La magnitudo 4.5 proviene da un ipocentro molto profondo (25 Km) per cui l’energia liberata, attraversando gli strati sovrastanti e considerando la distanza, è andata via via attenuandosi gradualmente.
“L’importante è rendersi conto – si ribadisce – che non siamo di fronte ad un fenomeno esteso che sta coinvolgendo tutto il Centro-Italia”.
Il numero complessivo delle vittime è di 26 morti e 14.000 sfollati.
Warner Marzocchi, Dirigente di ricerca dell’INGV, parla di effetto domino e smentisce le teorie che il quotidiano tedesco Der Spiegel aveva pubblicato: “Nessun terremoto dividerà il nostro paese”, ha assicurato Marzocchi. “Queste scosse potrebbero comunque durare per anni. Considerata la complessa struttura sismica dell’Emilia-Romagna, non si possono tuttavia escludere nuovi sismi di intensità pari a quello del 20 maggio”.
La crisi sismica, sostiene anche Alessandro Amato, sismologo dell’INGV, è il risultato di un movimento della microplacca adriatica (appendice della placca africana) che si immerge sotto l’Appennino settentrionale, spingendolo contro la Pianura Padana e facendolo inarcare. Dalla sequenza di scosse si nota che dalla prima del 20 maggio a S.Felice (magnitudo 5.9) c’è stato uno spostamento degli epicentri verso Est, quindi dalla scossa del 29 maggio (magnitudo 5.8) un ritorno verso Ovest.
E stata esclusa alcuna relazione sia con le oscillazioni umbro-marchigiane del 1996-98 che con quella aquilana del 2010, entrambe caratterizzate da una dinamica distensiva, opposta alla attuale, compressiva.
“Sul lungo periodo l’energia dovrà necessariamente decadere e quindi attenuarsi”, rassicura Marzocchi.

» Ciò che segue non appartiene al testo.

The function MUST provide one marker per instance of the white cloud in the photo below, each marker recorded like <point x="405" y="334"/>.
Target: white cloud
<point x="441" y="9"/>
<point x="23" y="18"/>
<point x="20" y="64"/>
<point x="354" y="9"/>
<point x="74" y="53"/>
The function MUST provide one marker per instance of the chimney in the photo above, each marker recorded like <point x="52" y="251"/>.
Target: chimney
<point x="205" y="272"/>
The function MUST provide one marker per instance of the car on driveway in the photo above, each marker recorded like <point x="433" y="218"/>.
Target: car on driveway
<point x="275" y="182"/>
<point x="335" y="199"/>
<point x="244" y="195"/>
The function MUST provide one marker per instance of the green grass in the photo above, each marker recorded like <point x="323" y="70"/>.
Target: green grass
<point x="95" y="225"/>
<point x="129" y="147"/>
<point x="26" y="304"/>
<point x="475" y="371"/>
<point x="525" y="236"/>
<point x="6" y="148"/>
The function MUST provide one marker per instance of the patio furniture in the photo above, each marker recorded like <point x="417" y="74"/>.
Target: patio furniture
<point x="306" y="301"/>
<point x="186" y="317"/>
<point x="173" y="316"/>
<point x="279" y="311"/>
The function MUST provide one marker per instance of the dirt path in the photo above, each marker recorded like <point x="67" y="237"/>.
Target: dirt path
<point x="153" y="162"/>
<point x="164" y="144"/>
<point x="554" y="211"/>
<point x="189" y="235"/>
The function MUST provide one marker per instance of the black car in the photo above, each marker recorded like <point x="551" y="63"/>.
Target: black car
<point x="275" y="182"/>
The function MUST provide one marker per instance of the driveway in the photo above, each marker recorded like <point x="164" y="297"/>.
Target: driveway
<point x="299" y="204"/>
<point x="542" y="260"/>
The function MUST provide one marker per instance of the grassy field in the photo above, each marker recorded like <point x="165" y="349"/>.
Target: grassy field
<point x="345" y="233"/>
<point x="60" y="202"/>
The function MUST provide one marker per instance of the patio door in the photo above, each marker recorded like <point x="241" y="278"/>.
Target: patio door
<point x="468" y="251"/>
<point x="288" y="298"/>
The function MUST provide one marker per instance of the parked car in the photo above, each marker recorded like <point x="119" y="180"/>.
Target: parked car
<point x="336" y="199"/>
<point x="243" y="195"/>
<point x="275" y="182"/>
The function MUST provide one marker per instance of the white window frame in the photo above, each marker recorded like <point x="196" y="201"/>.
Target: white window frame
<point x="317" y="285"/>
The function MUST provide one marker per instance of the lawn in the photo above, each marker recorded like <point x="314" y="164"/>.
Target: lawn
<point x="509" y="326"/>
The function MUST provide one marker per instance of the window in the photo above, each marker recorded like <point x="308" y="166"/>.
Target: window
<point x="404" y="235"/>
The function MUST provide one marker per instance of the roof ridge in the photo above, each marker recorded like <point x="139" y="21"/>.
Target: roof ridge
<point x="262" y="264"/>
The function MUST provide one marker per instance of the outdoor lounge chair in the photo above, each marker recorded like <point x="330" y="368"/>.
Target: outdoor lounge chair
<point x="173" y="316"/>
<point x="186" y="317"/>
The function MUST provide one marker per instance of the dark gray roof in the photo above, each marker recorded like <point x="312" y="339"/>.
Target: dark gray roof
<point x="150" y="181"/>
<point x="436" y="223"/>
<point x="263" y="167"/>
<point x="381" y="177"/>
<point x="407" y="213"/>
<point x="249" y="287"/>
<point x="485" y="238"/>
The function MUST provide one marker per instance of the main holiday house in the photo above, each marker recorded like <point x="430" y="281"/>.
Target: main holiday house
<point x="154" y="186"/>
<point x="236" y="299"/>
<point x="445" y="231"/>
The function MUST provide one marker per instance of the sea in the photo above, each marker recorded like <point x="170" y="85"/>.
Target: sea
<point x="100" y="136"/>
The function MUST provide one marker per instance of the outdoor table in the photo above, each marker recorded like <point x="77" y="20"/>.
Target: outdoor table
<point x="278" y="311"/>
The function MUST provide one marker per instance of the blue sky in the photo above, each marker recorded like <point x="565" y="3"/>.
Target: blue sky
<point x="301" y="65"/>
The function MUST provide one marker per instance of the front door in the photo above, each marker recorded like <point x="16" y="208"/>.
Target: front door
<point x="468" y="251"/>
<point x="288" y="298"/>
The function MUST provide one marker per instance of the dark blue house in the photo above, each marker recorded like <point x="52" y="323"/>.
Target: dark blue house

9 giugno, ore 4.04: La terra trema nella fascia prealpina, tra le province di Belluno e Pordenone con una intensità di magnitudo 4.5. L’ipocentro è individuato a 7 km di profondità, nella crosta terrestre superficiale, ma è sufficiente per spaventare la popolazione e indurla a ritenere il sisma correlato con i recenti eventi dell’Emilia-Romagna.

Area delle Prealpi venete interessata dal sisma del 9 giugno. Non c’è alcuna relazione con gli eventi sismici dell’Emilia-Romagna.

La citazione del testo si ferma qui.